= Henri Braquenié =

Henri Braquenié (12 December 1896 – 14 December 1975) was an interbellum and World War II French Air Force officer and cryptanalyst.

Braquenié was born in Paris to Charles Louis Braquenié and Jeanne Louise Debard. He attended, with French Major Gustave Bertrand and another French Army officer, the 9–10 January 1939 Paris meeting of French, Polish and British military intelligence officers convened to discuss progress (none had occurred in France or Britain) on decryption of German Enigma ciphers.

Braquenié also participated with Bertrand in the trilateral 25 July 1939 Warsaw meeting at which the Polish Cipher Bureau disclosed its achievements in breaking Enigma ciphers (since December 1932).
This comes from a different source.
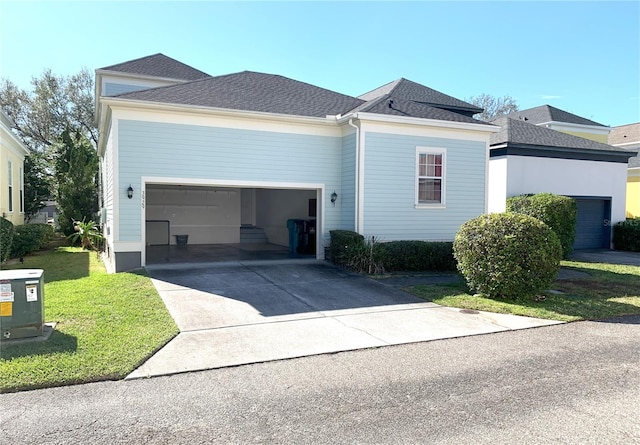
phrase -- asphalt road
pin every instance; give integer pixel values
(569, 384)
During the period of the Phony War (6 October 1939 – 10 May 1940) Braquenié served as deputy to the French chief, Bertrand, of "PC Bruno," the Franco-Polish radio-intelligence and cryptology center outside Paris.
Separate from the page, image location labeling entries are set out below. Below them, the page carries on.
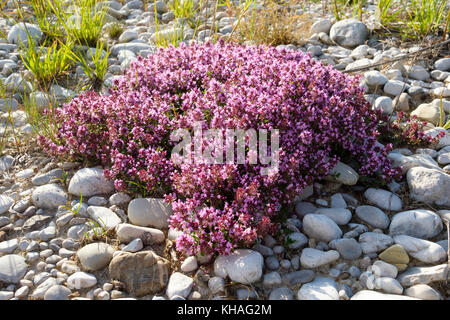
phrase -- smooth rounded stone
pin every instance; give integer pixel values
(374, 242)
(429, 185)
(53, 259)
(340, 216)
(243, 266)
(81, 280)
(395, 255)
(45, 178)
(388, 285)
(408, 162)
(418, 73)
(442, 64)
(395, 87)
(70, 244)
(443, 244)
(321, 227)
(349, 33)
(95, 256)
(189, 264)
(296, 240)
(383, 269)
(444, 158)
(49, 196)
(401, 102)
(46, 253)
(19, 33)
(8, 246)
(128, 232)
(47, 233)
(375, 295)
(298, 277)
(5, 203)
(373, 216)
(322, 25)
(149, 212)
(349, 249)
(22, 292)
(418, 223)
(313, 258)
(4, 221)
(6, 295)
(216, 285)
(264, 250)
(272, 263)
(32, 257)
(40, 291)
(375, 78)
(443, 141)
(422, 250)
(344, 174)
(105, 217)
(134, 246)
(271, 279)
(57, 292)
(119, 199)
(97, 201)
(321, 288)
(423, 275)
(6, 162)
(179, 285)
(90, 182)
(127, 36)
(142, 273)
(77, 232)
(440, 92)
(423, 291)
(69, 267)
(383, 199)
(281, 294)
(65, 253)
(439, 75)
(12, 268)
(285, 264)
(337, 201)
(385, 104)
(427, 112)
(354, 272)
(10, 104)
On 3–7 December 1939 Braquenié accompanied the chief of the Polish cryptologic team, Lt. Col. Gwido Langer, to London and Bletchley Park. At Bletchley, Braquenié established the procedures for mutual teleprinter exchange of information, especially of solved daily Enigma keys. In 1975, shortly before his death, he disclosed that, to ensure the absolute security of the information exchanges, the allied cryptologic services used Enigma itself as their cipher. Braquenié, personally responsible for the Bruno-Bletchley correspondence, followed the standard procedure of padding messages with innocuous verbiage, and habitually closed them with a "Heil Hitler!"

Following France's capitulation in June 1940, Braquenié evacuated south to unoccupied, Vichy France with other Bruno staff, and subsequently served at the "Cadix" center that was then established near Uzès, not far from the Mediterranean Sea.

He died in Passy, Haute-Savoie, France, aged 79.